Na perspectiva da Gestalt-terapia, a ansiedade não é um inimigo a ser eliminado, mas um fenômeno existencial que surge quando nos deparamos com a tensão entre o presente e o futuro. Ela é, em essência, a antecipação de uma situação ainda não vivida, um descompasso no fluxo do contato em que a energia vital se mobiliza antes que haja um objeto ou uma situação concreta com a qual possa se engajar. Nesse movimento, o excitamento que deveria alimentar a ação criativa permanece suspenso, projetado em imagens e expectativas que nos afastam do aqui e agora. Por isso, a ansiedade é o sinal de um campo em movimento, mas que não consegue se realizar no contato pleno; é como um rio que encontra uma represa e se acumula, gerando pressão.
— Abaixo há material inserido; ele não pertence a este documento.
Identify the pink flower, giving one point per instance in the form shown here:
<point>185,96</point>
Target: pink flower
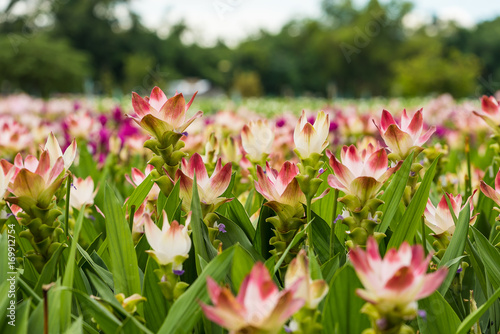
<point>488,191</point>
<point>259,307</point>
<point>82,193</point>
<point>398,280</point>
<point>257,139</point>
<point>361,174</point>
<point>311,139</point>
<point>55,152</point>
<point>439,219</point>
<point>158,114</point>
<point>490,112</point>
<point>403,139</point>
<point>137,177</point>
<point>280,187</point>
<point>209,189</point>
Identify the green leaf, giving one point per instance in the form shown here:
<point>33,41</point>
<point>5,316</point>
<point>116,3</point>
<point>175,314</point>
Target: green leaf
<point>185,312</point>
<point>341,312</point>
<point>139,194</point>
<point>202,245</point>
<point>295,240</point>
<point>472,318</point>
<point>242,265</point>
<point>410,222</point>
<point>69,275</point>
<point>440,316</point>
<point>155,307</point>
<point>456,247</point>
<point>393,194</point>
<point>121,247</point>
<point>490,256</point>
<point>49,269</point>
<point>236,212</point>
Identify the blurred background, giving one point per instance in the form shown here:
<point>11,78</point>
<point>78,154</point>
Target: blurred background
<point>242,48</point>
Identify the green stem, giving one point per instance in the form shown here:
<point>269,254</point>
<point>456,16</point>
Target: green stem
<point>423,236</point>
<point>308,220</point>
<point>66,212</point>
<point>332,227</point>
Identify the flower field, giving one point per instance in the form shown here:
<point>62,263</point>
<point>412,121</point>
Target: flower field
<point>269,216</point>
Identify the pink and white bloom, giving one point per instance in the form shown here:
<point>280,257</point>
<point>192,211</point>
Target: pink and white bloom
<point>405,138</point>
<point>488,191</point>
<point>36,181</point>
<point>83,193</point>
<point>171,244</point>
<point>137,177</point>
<point>259,306</point>
<point>398,280</point>
<point>311,291</point>
<point>257,139</point>
<point>79,124</point>
<point>55,152</point>
<point>209,188</point>
<point>361,174</point>
<point>7,172</point>
<point>311,139</point>
<point>490,112</point>
<point>280,187</point>
<point>158,114</point>
<point>439,219</point>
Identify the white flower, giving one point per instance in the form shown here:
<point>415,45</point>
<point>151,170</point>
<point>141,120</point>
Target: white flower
<point>171,244</point>
<point>309,138</point>
<point>257,139</point>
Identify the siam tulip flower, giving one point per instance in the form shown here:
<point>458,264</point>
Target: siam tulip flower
<point>361,174</point>
<point>55,152</point>
<point>259,307</point>
<point>257,139</point>
<point>35,181</point>
<point>82,193</point>
<point>7,172</point>
<point>79,125</point>
<point>171,244</point>
<point>490,112</point>
<point>281,188</point>
<point>209,189</point>
<point>157,114</point>
<point>311,139</point>
<point>396,282</point>
<point>311,291</point>
<point>137,177</point>
<point>440,220</point>
<point>489,192</point>
<point>405,138</point>
<point>14,137</point>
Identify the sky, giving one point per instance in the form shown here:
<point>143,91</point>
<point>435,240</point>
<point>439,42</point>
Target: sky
<point>233,20</point>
Quando pensamos na ansiedade em diálogo com o conceito de alienação, percebemos que ela frequentemente se intensifica justamente porque nos afastamos de nós mesmos. Alienar-se significa perder o contato com a própria experiência imediata, fragmentar-se diante das forças do campo e, muitas vezes, sustentar-se em introjetos rígidos ou padrões de resposta que já não condizem com a realidade atual. A pessoa ansiosa pode sentir que sua vida escapa de suas mãos porque, em vez de habitar a experiência presente, se desloca para o futuro imaginado ou para exigências herdadas que lhe soam inescapáveis. Nesse sentido, a ansiedade é também um efeito da alienação: quanto mais distante do contato autêntico com o que se é e do que realmente se apresenta, maior será o vazio preenchido por fantasias de catástrofe, fracasso ou inadequação.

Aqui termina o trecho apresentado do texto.